Un quarto di secolo ferveva il dibattito sul “decentramento amministrativo”: era stata approvata da poco la legge 59 del 1997 sulla riforma della Pubblica Amministrazione e si discuteva su come applicarla anche nella scuola.
L’articolo 21 della legge era chiaro: “L’autonomia delle istituzioni scolastiche e degli istituti educativi si inserisce nel processo di realizzazione della autonomia e della riorganizzazione dell’intero sistema formativo”.
La legge del 1997 attribuiva al Governo il potere di emanare decreti legislativi e regolamenti per dare attuazione ai principi in essa previsti; nel 1998 arrivò così il decreto che riconosceva ai “capi di istituto” la qualifica di dirigenti e nel 1999 il regolamento n. 275 che attribuiva l’autonomia alle istituzioni scolastiche.
Regolamento che è rimasto pressoché intatto fino ad oggi, ad eccezione di una importante modifica introdotta con la legge 107/2015 che trasforma il POF in PTOF, cioè in “Piano triennale dell’offerta formativa”.
Ed è proprio dal 2015 che si sta intensificando il dibattito sul tema della autonomia, con posizioni anche opposte.
C’è chi sostiene che alle scuole dovrebbe essere concessa ancora più autonomia, soprattutto nel campo delle assunzioni (l’ANP, ma non solo, parla da tempo di concorsi a livello di reti di scuole), e chi invece ritiene che l’autonomia vada cancellata del tutto.
Su questa seconda posizione c’è poco da dire: cosa significa abolire l’autonomia? Vorrebbe dire abrogare in toto o in parte il Regolamento del 1999?
Tutto si può fare, ovviamente, ma sarebbe bene sapere che ben prima del 1999 gli Istituti tecnici e professionali e istituti d’arte era riconosciuta non solo l’autonomia amministrativa ma persino la personalità giuridica.
Cancellare il regolamento del 1999 vorrebbe dunque dire un ritorno alla situazione precedente con licei dotati di semplice autonomia amministrativa e istituti tecnici, professionali e artistici dotati invece di personalità giuridica.
L’abrogazione del decreto 275/99 potrebbe avere però anche altre pesanti conseguenze: in materia di sperimentazione didattica e pedagogica si ritornerebbe alle vecchie regole stabilite con il DPR 419 del 1974 quando la sperimentazione di struttura doveva essere autorizzata dal Ministero; per spiegarci meglio: oggi le scuole secondarie di secondo grado possono, entro le risorse di organico di cui dispongono, istituire nuovi percorsi didattici in modo da adattare la propria offerta formativa alle esigenze del territorio e alle richieste degli studenti.
Questa è appunto una possibilità prevista dal DPR 275/99, così come sono previste dallo stesso decreto le reti di scuole e le convenzioni con Università o altri enti di ricerca.

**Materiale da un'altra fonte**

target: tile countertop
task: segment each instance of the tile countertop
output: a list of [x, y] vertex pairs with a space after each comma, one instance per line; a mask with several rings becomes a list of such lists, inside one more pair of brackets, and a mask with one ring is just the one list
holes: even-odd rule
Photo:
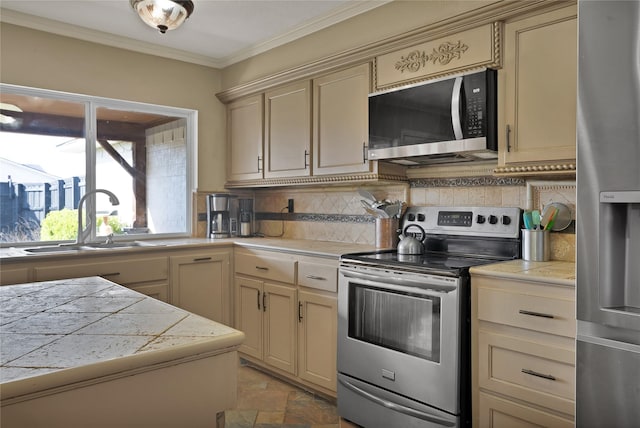
[[472, 267], [470, 272], [472, 276], [529, 279], [568, 287], [576, 285], [576, 264], [573, 262], [509, 260]]
[[69, 251], [64, 253], [39, 253], [27, 254], [19, 247], [2, 247], [0, 248], [0, 260], [4, 262], [19, 262], [27, 260], [43, 260], [43, 259], [61, 259], [70, 256], [113, 256], [127, 253], [147, 253], [153, 251], [167, 251], [174, 249], [189, 249], [198, 247], [216, 247], [216, 246], [240, 246], [257, 249], [266, 249], [273, 251], [282, 251], [296, 254], [307, 254], [311, 256], [338, 258], [342, 254], [358, 253], [364, 251], [374, 251], [375, 246], [363, 244], [351, 244], [347, 242], [332, 241], [313, 241], [304, 239], [279, 239], [279, 238], [229, 238], [229, 239], [207, 239], [207, 238], [176, 238], [176, 239], [160, 239], [147, 241], [152, 245], [102, 249], [102, 250], [86, 250], [86, 251]]
[[244, 334], [99, 277], [0, 287], [0, 398], [237, 349]]

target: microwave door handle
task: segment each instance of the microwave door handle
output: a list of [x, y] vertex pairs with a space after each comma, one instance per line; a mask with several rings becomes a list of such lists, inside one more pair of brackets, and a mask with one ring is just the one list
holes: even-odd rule
[[456, 77], [453, 82], [453, 92], [451, 93], [451, 124], [453, 125], [453, 135], [456, 140], [462, 140], [462, 117], [460, 115], [460, 100], [462, 99], [462, 76]]

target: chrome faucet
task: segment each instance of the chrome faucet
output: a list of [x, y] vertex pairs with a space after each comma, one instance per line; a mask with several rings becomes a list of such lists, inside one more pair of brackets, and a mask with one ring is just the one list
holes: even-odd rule
[[91, 228], [93, 227], [93, 220], [91, 217], [87, 219], [87, 227], [84, 229], [82, 228], [82, 205], [84, 204], [85, 199], [96, 193], [104, 193], [109, 196], [109, 202], [111, 202], [112, 205], [120, 204], [118, 197], [105, 189], [95, 189], [85, 193], [84, 196], [80, 198], [80, 202], [78, 202], [78, 238], [76, 239], [76, 244], [84, 244], [87, 238], [91, 236]]

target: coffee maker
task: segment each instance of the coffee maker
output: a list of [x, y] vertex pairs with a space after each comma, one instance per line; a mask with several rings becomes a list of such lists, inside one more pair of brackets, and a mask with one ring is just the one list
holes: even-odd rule
[[207, 195], [207, 237], [230, 238], [237, 230], [236, 216], [231, 213], [231, 200], [235, 195], [212, 193]]
[[253, 199], [238, 199], [240, 236], [253, 234]]

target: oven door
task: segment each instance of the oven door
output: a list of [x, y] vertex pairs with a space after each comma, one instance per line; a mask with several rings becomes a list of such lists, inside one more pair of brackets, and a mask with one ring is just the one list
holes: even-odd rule
[[459, 415], [462, 283], [342, 266], [338, 372]]

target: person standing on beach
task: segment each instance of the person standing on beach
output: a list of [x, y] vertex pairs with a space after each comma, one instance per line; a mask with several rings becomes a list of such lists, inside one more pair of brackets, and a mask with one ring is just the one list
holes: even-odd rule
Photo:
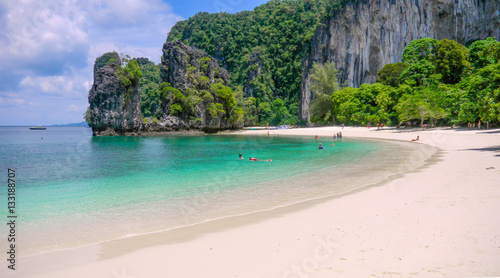
[[321, 145], [321, 143], [319, 143], [319, 149], [322, 150], [323, 149], [323, 145]]
[[240, 153], [240, 160], [243, 160], [243, 155], [241, 155], [241, 153]]

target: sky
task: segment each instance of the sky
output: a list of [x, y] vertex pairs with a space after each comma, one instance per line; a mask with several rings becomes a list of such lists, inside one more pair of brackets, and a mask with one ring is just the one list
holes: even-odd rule
[[160, 62], [179, 20], [267, 0], [0, 0], [0, 125], [83, 121], [95, 59], [110, 51]]

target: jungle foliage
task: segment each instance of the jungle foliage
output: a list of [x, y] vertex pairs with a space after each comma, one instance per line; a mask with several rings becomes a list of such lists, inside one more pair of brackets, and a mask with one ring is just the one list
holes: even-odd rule
[[[327, 64], [320, 66], [326, 70]], [[334, 73], [334, 69], [330, 69]], [[311, 78], [316, 72], [311, 73]], [[332, 83], [332, 81], [328, 81]], [[336, 83], [336, 81], [334, 82]], [[314, 101], [322, 102], [317, 108]], [[419, 39], [404, 49], [402, 62], [388, 64], [375, 84], [343, 88], [327, 101], [316, 94], [312, 117], [351, 125], [500, 123], [500, 42], [493, 38], [468, 48], [453, 40]]]
[[346, 2], [272, 0], [236, 14], [198, 13], [178, 22], [168, 40], [181, 40], [218, 59], [230, 74], [231, 87], [243, 91], [247, 124], [295, 124], [304, 51], [321, 19]]

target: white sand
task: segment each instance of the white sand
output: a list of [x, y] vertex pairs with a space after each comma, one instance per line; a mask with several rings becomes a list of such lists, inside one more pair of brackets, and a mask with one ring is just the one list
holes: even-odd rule
[[[500, 130], [328, 127], [270, 135], [338, 131], [405, 141], [420, 135], [419, 143], [441, 151], [426, 166], [380, 186], [215, 221], [192, 227], [194, 234], [104, 245], [97, 260], [36, 277], [500, 276]], [[266, 131], [243, 132], [255, 133]]]

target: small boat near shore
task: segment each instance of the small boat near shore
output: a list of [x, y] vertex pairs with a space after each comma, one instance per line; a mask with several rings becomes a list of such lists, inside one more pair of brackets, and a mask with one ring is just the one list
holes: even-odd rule
[[31, 130], [46, 130], [47, 128], [44, 126], [30, 126], [29, 129], [31, 129]]

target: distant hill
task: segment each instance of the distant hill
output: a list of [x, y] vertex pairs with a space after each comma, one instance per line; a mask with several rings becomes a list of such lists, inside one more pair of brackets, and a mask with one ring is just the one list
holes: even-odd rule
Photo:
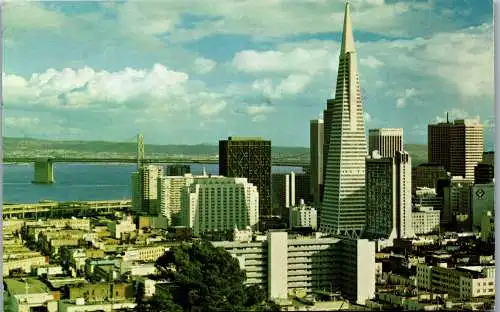
[[[113, 157], [133, 156], [136, 153], [134, 142], [106, 141], [49, 141], [30, 138], [3, 139], [4, 155], [8, 157], [32, 156], [78, 156], [78, 157]], [[412, 156], [413, 165], [427, 161], [427, 146], [407, 144], [406, 150]], [[213, 156], [219, 153], [219, 147], [209, 144], [198, 145], [145, 145], [146, 155], [150, 156]], [[290, 159], [309, 159], [307, 147], [273, 146], [273, 157]]]

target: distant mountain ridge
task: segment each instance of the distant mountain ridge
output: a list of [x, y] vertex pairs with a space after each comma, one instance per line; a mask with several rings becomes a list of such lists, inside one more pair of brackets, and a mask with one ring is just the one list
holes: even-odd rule
[[[413, 165], [427, 161], [427, 145], [407, 144], [406, 150], [412, 156]], [[78, 156], [78, 157], [113, 157], [131, 156], [136, 153], [134, 142], [108, 142], [108, 141], [52, 141], [31, 138], [3, 138], [3, 152], [8, 157], [31, 156]], [[219, 153], [217, 145], [145, 145], [146, 156], [214, 156]], [[309, 160], [309, 148], [273, 146], [273, 157]]]

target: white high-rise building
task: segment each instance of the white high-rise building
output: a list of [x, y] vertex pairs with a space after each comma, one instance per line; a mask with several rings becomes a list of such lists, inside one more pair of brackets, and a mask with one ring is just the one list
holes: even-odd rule
[[158, 215], [158, 178], [163, 167], [148, 165], [132, 173], [132, 209], [147, 215]]
[[301, 200], [300, 204], [295, 207], [290, 207], [290, 216], [288, 218], [290, 229], [293, 228], [312, 228], [316, 230], [318, 227], [318, 213], [311, 206], [306, 206]]
[[222, 176], [195, 178], [183, 188], [181, 196], [182, 225], [195, 235], [208, 231], [228, 231], [259, 222], [259, 192], [246, 178]]
[[374, 239], [410, 238], [412, 227], [411, 158], [406, 152], [366, 160], [366, 229]]
[[324, 113], [326, 174], [320, 230], [358, 236], [365, 227], [367, 144], [349, 3], [345, 6], [335, 99]]
[[[181, 194], [184, 187], [194, 182], [192, 174], [183, 176], [163, 176], [158, 179], [158, 199], [160, 214], [165, 216], [170, 225], [179, 225]], [[172, 223], [173, 222], [173, 223]]]

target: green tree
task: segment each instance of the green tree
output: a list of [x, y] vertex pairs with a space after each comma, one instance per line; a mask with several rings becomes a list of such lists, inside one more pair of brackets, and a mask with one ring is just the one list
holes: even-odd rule
[[244, 284], [245, 272], [238, 261], [210, 242], [174, 247], [157, 260], [156, 266], [162, 277], [170, 281], [171, 301], [168, 297], [156, 297], [148, 304], [156, 300], [163, 306], [162, 300], [165, 300], [164, 304], [189, 312], [279, 311], [276, 305], [267, 302], [262, 287]]
[[159, 292], [155, 294], [151, 299], [144, 301], [141, 300], [137, 302], [137, 307], [135, 311], [138, 312], [183, 312], [181, 306], [175, 304], [172, 300], [172, 295], [170, 293]]

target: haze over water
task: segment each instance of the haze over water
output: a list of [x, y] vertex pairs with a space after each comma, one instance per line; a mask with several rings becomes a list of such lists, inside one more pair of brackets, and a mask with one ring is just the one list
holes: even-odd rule
[[[218, 174], [218, 165], [205, 165], [207, 173]], [[55, 164], [55, 183], [32, 184], [33, 164], [3, 165], [4, 203], [36, 203], [40, 200], [83, 201], [130, 199], [130, 175], [134, 164]], [[203, 165], [192, 164], [193, 174]], [[273, 172], [302, 172], [297, 167], [273, 167]]]

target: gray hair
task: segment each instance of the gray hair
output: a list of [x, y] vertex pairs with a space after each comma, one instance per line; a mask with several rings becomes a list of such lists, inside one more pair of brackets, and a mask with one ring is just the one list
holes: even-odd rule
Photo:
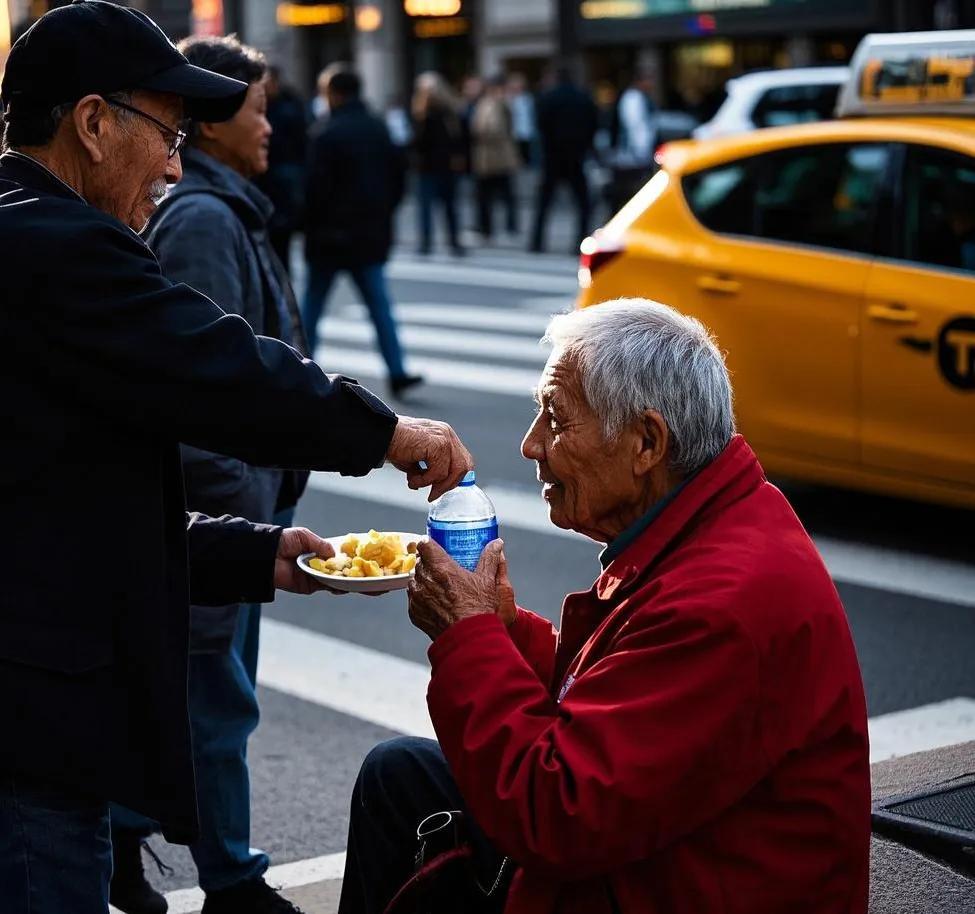
[[656, 410], [670, 429], [671, 467], [687, 474], [717, 457], [735, 433], [724, 357], [693, 317], [621, 298], [557, 315], [543, 342], [574, 361], [607, 439]]

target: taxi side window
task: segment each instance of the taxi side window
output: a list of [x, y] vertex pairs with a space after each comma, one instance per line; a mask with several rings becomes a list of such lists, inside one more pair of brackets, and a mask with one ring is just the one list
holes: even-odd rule
[[714, 232], [871, 253], [890, 156], [883, 143], [780, 150], [687, 175], [684, 194]]
[[712, 232], [754, 234], [754, 171], [756, 159], [742, 159], [692, 175], [683, 181], [691, 212]]
[[757, 235], [861, 254], [874, 250], [887, 146], [833, 143], [763, 158], [755, 194]]
[[975, 159], [908, 147], [903, 206], [905, 260], [975, 273]]

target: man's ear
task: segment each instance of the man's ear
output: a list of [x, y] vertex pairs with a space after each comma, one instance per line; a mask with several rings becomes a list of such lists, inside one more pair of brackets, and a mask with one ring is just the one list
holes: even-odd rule
[[659, 466], [667, 465], [670, 452], [670, 429], [664, 417], [655, 409], [648, 409], [637, 421], [640, 439], [634, 461], [637, 476], [643, 476]]
[[105, 139], [111, 129], [108, 108], [108, 102], [100, 95], [86, 95], [71, 112], [78, 142], [96, 165], [105, 161]]

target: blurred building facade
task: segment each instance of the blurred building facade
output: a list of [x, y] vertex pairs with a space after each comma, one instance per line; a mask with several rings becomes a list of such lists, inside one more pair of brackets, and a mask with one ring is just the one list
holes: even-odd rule
[[[0, 0], [6, 33], [67, 0]], [[637, 69], [667, 107], [706, 105], [748, 70], [842, 63], [870, 31], [975, 28], [975, 0], [128, 0], [174, 38], [237, 32], [288, 81], [354, 60], [379, 107], [403, 104], [414, 77], [439, 70], [524, 73], [536, 84], [556, 57], [602, 92]], [[4, 26], [7, 26], [6, 30]]]

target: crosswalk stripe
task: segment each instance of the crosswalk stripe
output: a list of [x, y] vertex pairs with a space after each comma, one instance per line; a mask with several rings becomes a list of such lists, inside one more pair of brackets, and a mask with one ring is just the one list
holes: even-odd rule
[[[314, 885], [330, 879], [341, 879], [345, 872], [345, 851], [311, 857], [308, 860], [295, 860], [272, 866], [265, 874], [268, 885], [278, 889], [297, 889], [303, 885]], [[206, 896], [201, 889], [178, 889], [166, 893], [169, 914], [195, 914], [203, 907]], [[117, 908], [110, 908], [113, 914], [121, 914]]]
[[[470, 327], [493, 330], [501, 333], [526, 333], [532, 339], [541, 339], [549, 319], [560, 310], [564, 303], [551, 302], [545, 313], [527, 313], [513, 308], [489, 308], [483, 305], [429, 304], [425, 302], [397, 303], [394, 313], [401, 323], [421, 324], [430, 327]], [[345, 305], [336, 309], [336, 314], [345, 318], [359, 318], [367, 321], [361, 305]], [[323, 327], [328, 326], [331, 316], [325, 318]]]
[[[335, 343], [373, 344], [376, 340], [376, 331], [368, 321], [329, 317], [322, 321], [319, 336], [323, 349], [321, 358], [327, 362]], [[547, 348], [537, 340], [504, 333], [480, 333], [444, 328], [431, 332], [429, 327], [411, 327], [407, 324], [400, 327], [399, 338], [411, 352], [421, 350], [507, 359], [512, 362], [527, 362], [539, 371], [548, 357]]]
[[[484, 478], [488, 477], [485, 475]], [[309, 485], [334, 495], [415, 510], [418, 522], [422, 521], [428, 507], [424, 494], [408, 489], [402, 474], [390, 466], [375, 470], [362, 479], [313, 473]], [[581, 534], [552, 524], [548, 519], [548, 508], [537, 491], [490, 481], [484, 485], [484, 490], [494, 502], [502, 530], [513, 527], [550, 536], [581, 537]], [[814, 535], [813, 540], [835, 580], [975, 606], [973, 565], [828, 536]]]
[[[257, 678], [267, 688], [388, 730], [435, 737], [426, 704], [426, 664], [265, 616]], [[975, 740], [975, 699], [957, 697], [882, 714], [870, 718], [869, 728], [871, 762], [968, 742]]]
[[[328, 372], [370, 380], [386, 377], [386, 366], [375, 352], [322, 348], [315, 356], [319, 365]], [[529, 402], [540, 374], [540, 367], [531, 371], [487, 362], [460, 362], [432, 356], [407, 355], [406, 367], [409, 371], [424, 375], [431, 384], [522, 397], [525, 403]]]
[[525, 292], [546, 292], [574, 298], [579, 282], [574, 273], [523, 272], [500, 267], [479, 267], [468, 264], [394, 260], [387, 267], [390, 279], [413, 282], [445, 283], [457, 286], [481, 286], [488, 289], [512, 289]]
[[[316, 599], [331, 601], [332, 612], [368, 612], [350, 606], [361, 597]], [[388, 730], [433, 736], [426, 703], [429, 678], [423, 664], [287, 622], [266, 617], [261, 622], [261, 685]]]

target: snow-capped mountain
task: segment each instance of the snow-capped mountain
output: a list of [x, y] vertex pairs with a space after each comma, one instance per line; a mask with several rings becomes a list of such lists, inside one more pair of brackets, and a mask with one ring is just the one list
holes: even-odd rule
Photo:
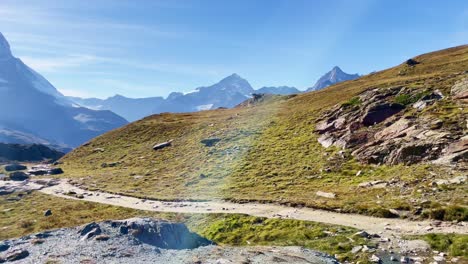
[[316, 83], [314, 86], [310, 87], [307, 89], [307, 91], [317, 91], [321, 90], [325, 87], [328, 87], [332, 84], [339, 83], [339, 82], [344, 82], [344, 81], [349, 81], [349, 80], [354, 80], [359, 78], [359, 74], [348, 74], [343, 72], [340, 67], [335, 66], [333, 69], [329, 72], [327, 72], [325, 75], [323, 75]]
[[128, 98], [115, 95], [107, 99], [68, 97], [68, 100], [91, 109], [111, 110], [129, 121], [135, 121], [162, 112], [194, 112], [234, 107], [249, 99], [253, 93], [286, 95], [300, 91], [288, 86], [255, 90], [247, 80], [234, 73], [211, 86], [198, 87], [188, 93], [172, 92], [167, 98]]
[[296, 87], [290, 86], [277, 86], [277, 87], [262, 87], [257, 89], [255, 93], [264, 93], [264, 94], [280, 94], [280, 95], [289, 95], [289, 94], [298, 94], [301, 93]]
[[75, 147], [126, 123], [110, 111], [74, 106], [43, 76], [15, 58], [0, 33], [0, 139], [45, 140]]

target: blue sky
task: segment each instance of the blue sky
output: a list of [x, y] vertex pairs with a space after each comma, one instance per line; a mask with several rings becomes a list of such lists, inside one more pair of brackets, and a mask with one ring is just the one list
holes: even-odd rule
[[166, 96], [232, 73], [305, 89], [468, 43], [468, 1], [0, 0], [15, 56], [67, 95]]

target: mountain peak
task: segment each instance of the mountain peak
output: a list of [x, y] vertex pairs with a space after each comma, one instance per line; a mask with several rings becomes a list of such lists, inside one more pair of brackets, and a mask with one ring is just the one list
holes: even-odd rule
[[0, 32], [0, 58], [11, 57], [10, 44]]
[[348, 80], [354, 80], [359, 78], [359, 74], [348, 74], [340, 69], [340, 67], [335, 66], [331, 71], [323, 75], [313, 87], [307, 89], [307, 91], [316, 91], [323, 89], [327, 86], [330, 86], [335, 83], [344, 82]]

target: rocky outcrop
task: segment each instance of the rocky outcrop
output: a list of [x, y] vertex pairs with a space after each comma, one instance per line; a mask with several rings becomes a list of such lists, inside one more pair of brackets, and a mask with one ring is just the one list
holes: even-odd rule
[[461, 131], [454, 133], [443, 121], [415, 112], [444, 98], [437, 89], [416, 92], [398, 86], [366, 91], [323, 114], [315, 127], [318, 142], [325, 148], [349, 149], [363, 163], [466, 161], [468, 142]]
[[[100, 234], [90, 235], [98, 229]], [[150, 218], [110, 220], [0, 241], [0, 263], [17, 260], [124, 264], [338, 263], [329, 255], [300, 247], [216, 246], [191, 233], [182, 223]]]

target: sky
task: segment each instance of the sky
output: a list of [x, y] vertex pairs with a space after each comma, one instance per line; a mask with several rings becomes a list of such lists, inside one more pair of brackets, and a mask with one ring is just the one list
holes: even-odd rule
[[468, 43], [466, 0], [0, 0], [12, 52], [65, 95], [167, 96], [237, 73], [304, 90]]

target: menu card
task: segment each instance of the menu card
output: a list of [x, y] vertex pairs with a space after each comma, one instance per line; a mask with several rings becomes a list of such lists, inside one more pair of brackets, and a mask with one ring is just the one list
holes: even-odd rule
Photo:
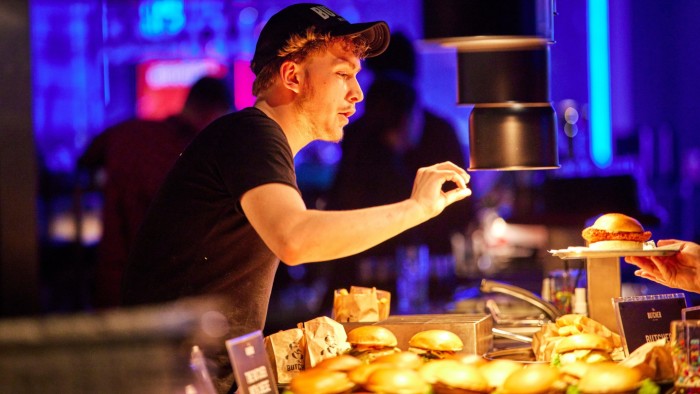
[[625, 353], [647, 342], [671, 339], [671, 322], [680, 320], [686, 307], [683, 293], [613, 299]]
[[275, 375], [265, 351], [262, 331], [226, 341], [238, 394], [278, 394]]

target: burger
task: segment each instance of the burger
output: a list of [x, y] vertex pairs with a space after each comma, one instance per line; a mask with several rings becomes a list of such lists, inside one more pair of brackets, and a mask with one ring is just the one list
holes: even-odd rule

Chi chiede l’abolizione della autonomia delle scuole chiede poi anche, più o meno esplicitamente, che venga abolita la figura del dirigente scolastico da sostituire con un “preside elettivo”: soluzione certamente interessante ma che avrebbe come conseguenza l’attribuzione della qualifica dirigenziale al DSGA con il risultato di avere istituzioni educative e formative dirette da personale che non ha nel proprio curricolo professionale esperienze di insegnamento.
Altrettanto complessa ci sembra la realizzazione di una riforma che ampli i poteri delle autonomie scolastiche al punto da renderle giuridicamente capaci di gestire in proprio concorsi e assunzioni.
Resta il fatto che l’autonomia ha ormai un quarto di secolo e, forse, ha proprio bisogno di una buona revisione.
Probabilmente le norme del 1997-99 andrebbero raccordate con quelle del 1974 che sono rimaste sostanzialmente inalterate: forse sarebbe quindi il caso di sintonizzare meglio le regole di funzionamento degli organi collegiali della scuola con quelle dell’autonomia, ripensando magari anche a quella riforma degli organi territoriali annunciata già alla fine degli anni ’90 ma mai avviata.
E forse sarebbe anche opportuno valorizzare di più alcuni istituti ampiamente previsti dal DPR 275 che potrebbero servire ad evitare la “concorrenza” fra le scuole che è certamente uno dei rischi maggiori dell’autonomia: incentivare e sostenere l’autonomia di ricerca e le reti di scuole potrebbe proprio servire a contenere tale rischio.